This story is part of our live coverage of the inaugural Arrell Food Summit (May 22 to 24). The summit gathers some of the world’s eminent thinkers to discuss the future of food and agriculture.
Canada wastes about $31 billion worth of food a year. Half of that is in the home. Recently, after decades of shoulder-shrugging, solving this problem has become a topic of public discussion.
But while the panelists who took part in “Thinking Outside the Bin: Challenging Food Waste Orthodoxies,” believe it’s great that more people are talking about a broad socioeconomic problem, they categorize the dialogue as simplistic, and the need for simple solutions as the wrong direction.
“We are building policy without a fundamental understanding of what we’re wasting, or how we’re using our resources,” argued Mike von Massow, associate professor, Department of Food, Agricultural and Resource Economics, University of Guelph.
“The more you think about what you’re throwing out, the less you’ll throw out.

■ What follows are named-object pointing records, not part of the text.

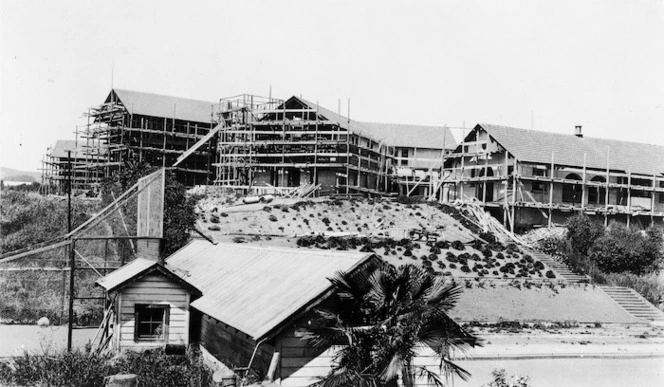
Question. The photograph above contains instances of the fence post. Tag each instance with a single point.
(72, 264)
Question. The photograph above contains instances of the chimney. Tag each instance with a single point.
(577, 131)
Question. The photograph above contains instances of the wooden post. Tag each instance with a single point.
(506, 182)
(513, 196)
(486, 162)
(551, 190)
(347, 147)
(316, 149)
(72, 269)
(606, 194)
(652, 200)
(629, 197)
(583, 184)
(463, 161)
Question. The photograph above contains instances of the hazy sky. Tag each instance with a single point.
(552, 63)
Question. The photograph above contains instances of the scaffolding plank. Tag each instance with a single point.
(198, 144)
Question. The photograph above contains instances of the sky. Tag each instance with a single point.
(545, 65)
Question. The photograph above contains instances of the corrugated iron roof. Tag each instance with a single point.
(157, 105)
(255, 289)
(125, 273)
(399, 135)
(535, 146)
(62, 146)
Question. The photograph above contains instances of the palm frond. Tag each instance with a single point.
(345, 377)
(431, 377)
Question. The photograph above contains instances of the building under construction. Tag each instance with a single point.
(277, 145)
(529, 177)
(256, 145)
(135, 127)
(61, 159)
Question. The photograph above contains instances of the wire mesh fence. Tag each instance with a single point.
(39, 285)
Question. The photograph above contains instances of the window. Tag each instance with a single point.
(404, 157)
(151, 322)
(538, 186)
(540, 172)
(572, 192)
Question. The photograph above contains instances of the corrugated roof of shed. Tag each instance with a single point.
(535, 146)
(400, 135)
(255, 289)
(62, 146)
(157, 105)
(126, 273)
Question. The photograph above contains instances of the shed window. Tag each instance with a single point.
(404, 157)
(151, 322)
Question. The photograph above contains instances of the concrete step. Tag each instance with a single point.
(559, 268)
(633, 303)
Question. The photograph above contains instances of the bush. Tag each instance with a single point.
(458, 245)
(582, 232)
(622, 249)
(500, 379)
(77, 368)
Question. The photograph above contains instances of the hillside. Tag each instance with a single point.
(10, 174)
(395, 231)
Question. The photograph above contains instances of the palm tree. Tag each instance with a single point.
(379, 317)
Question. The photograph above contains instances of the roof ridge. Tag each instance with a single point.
(291, 249)
(403, 124)
(570, 135)
(162, 95)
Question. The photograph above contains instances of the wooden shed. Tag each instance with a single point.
(244, 304)
(151, 304)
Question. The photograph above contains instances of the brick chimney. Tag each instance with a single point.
(577, 131)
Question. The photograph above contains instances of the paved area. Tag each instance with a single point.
(16, 339)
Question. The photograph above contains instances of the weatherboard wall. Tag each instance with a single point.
(152, 289)
(231, 347)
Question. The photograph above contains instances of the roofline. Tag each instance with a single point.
(324, 295)
(149, 270)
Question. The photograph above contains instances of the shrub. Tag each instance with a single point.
(488, 236)
(582, 232)
(500, 379)
(458, 245)
(622, 249)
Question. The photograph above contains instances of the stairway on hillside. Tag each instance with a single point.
(633, 303)
(560, 268)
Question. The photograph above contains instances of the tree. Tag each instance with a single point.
(500, 379)
(622, 249)
(179, 214)
(380, 316)
(582, 233)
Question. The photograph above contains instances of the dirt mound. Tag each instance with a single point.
(435, 236)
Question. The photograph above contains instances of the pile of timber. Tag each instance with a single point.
(304, 191)
(474, 213)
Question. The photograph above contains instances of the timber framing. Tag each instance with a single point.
(140, 127)
(579, 176)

The majority of Canadians don’t know where food comes from. Food literacy isn’t just knowing what to do with that wrinkled apple on the counter. It’s knowing about the labour and resources that went into making it.”

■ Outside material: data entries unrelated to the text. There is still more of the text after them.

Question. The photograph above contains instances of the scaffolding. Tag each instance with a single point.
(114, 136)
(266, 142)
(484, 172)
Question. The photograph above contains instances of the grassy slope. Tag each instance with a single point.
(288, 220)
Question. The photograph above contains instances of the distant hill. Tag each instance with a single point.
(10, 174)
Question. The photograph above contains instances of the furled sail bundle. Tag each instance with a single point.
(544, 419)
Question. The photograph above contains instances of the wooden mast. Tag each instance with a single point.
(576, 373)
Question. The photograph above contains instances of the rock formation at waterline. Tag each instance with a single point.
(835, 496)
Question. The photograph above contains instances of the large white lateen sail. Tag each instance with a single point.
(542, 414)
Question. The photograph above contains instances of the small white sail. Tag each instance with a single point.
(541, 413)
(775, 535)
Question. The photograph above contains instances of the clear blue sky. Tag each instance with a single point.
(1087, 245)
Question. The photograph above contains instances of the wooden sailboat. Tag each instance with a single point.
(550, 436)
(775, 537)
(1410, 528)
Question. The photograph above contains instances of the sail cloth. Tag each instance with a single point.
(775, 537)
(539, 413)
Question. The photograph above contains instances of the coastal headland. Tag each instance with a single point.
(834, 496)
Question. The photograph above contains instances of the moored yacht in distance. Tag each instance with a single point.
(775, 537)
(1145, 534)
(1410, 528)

There is too much focus on food waste diversion, the panelists agreed, and not enough on prevention.
“There’s no money in prevention,” said professor Goretty Dias, Faculty of Environment, University of Waterloo. “But there’s money in diversion. It’s always about the technology that’s going to divert food. That’s what’s sexy.”
Lori Nikkel, director of programs for Second Harvest, a charity that charity redistributes 9 million pounds of food every year in the Greater Toronto Area, receives bananas all the time because a major retailer will not accept them if they are off by one degree in temperature.
Consumers and industry are complicit in our wastefulness, like “best-before” dates, which don’t have anything to do with food safety (outside of baby formula).
“It would be great if we could change the language about fast food and fast fashion, so everyone could understand that we are in a circular economy,” said Nikkel. “But in the meanwhile, if we could just change the best before dates.”